Question

7. Calculate the pH of the following salt solutions

a) 0.388 M LiC₂H₃O₂

b) 0.369 M CH₃NH₃NO₃

c) 0.194 M LiClO₄

Answer 1

Q.7

a)

            LiC2H3O2 --- > C2H3O2^- + Li+                 

C2H3O2^- is conjugate base of acetic acid.

Reaction of it with water and ICE

            C2H3O2^- + H2O --- > C2H3O2H + OH^-

I           0.388                           0                      0

C         -x                                 +x                    +x

E          (0.388-x)                     x                      x

Kb expression

Kb = [C2H3O2H][OH-]/[ C2H3O2^-]

We can get kb value by using ka of acetic acid

Ka = 1.8 E-5

Kb = 1.0 E-14 / ka = 1.0 E-14 / 1.8 E-5

Plug kb and equilibrium concentration in kb expression .

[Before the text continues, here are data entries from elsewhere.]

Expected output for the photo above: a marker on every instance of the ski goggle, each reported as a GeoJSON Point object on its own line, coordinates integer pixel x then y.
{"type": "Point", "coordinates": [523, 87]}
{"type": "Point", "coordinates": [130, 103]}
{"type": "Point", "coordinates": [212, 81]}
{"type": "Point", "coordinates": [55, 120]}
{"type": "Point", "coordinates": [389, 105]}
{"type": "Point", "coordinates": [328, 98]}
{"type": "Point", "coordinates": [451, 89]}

5.55556E-10 =x²/ (0.388- x)

Since the value of kb is very small we can neglect x in the denominator.

5.55556E-10 =x²/ 0.388

x =[ OH-]= 1.46818E-05        M

Calculate pOH

pOH = - log [OH-]

            = - log (5.55556E-10)

pOH=4.83322039      

pH = 14 - pOH

pH=14-4.833

pH=9.2                                   

            b)                    

            [CH3NH3NO3]= 0.369 M

            [CH3NH3+] = 0.369   M

CH3NH3⁺ is conjugate acid of methyl amine

            kb methyl amine = 4.38E-04

            ka =1.0 E-14 / 4.38 E-4

            ka=2.28E-11  

Reaction of conjugate acid with water and ICE

            CH3NH3⁺ + H2O -- > CH3NH2 + H3O⁺

I           0.369                           0                      0

C         -x                                 +x                    +x

E          (0.369-x)                     x                      x

Ka expression

Ka = 2.28 E-11 = x²/ 0.369-x

Since the value of ka is very small we can neglect x in the denominator.

            2.28 E-11 = x²/ 0.369-x

Lets solve for x

X=[H3O⁺] = 2.90253E-06 M

pH = -log ( 2.90253E-06)

pH= 5.54

                                   

            c)                    

            LiClO4] =0.194          M

            [ClO4^-]= 0.194            M

            pH =7

ClO4^- is the conjugate base of strong acid so it will not make any change in pH.

The pH of the solution is 7 since strong acid strong base reaction has neutral pH.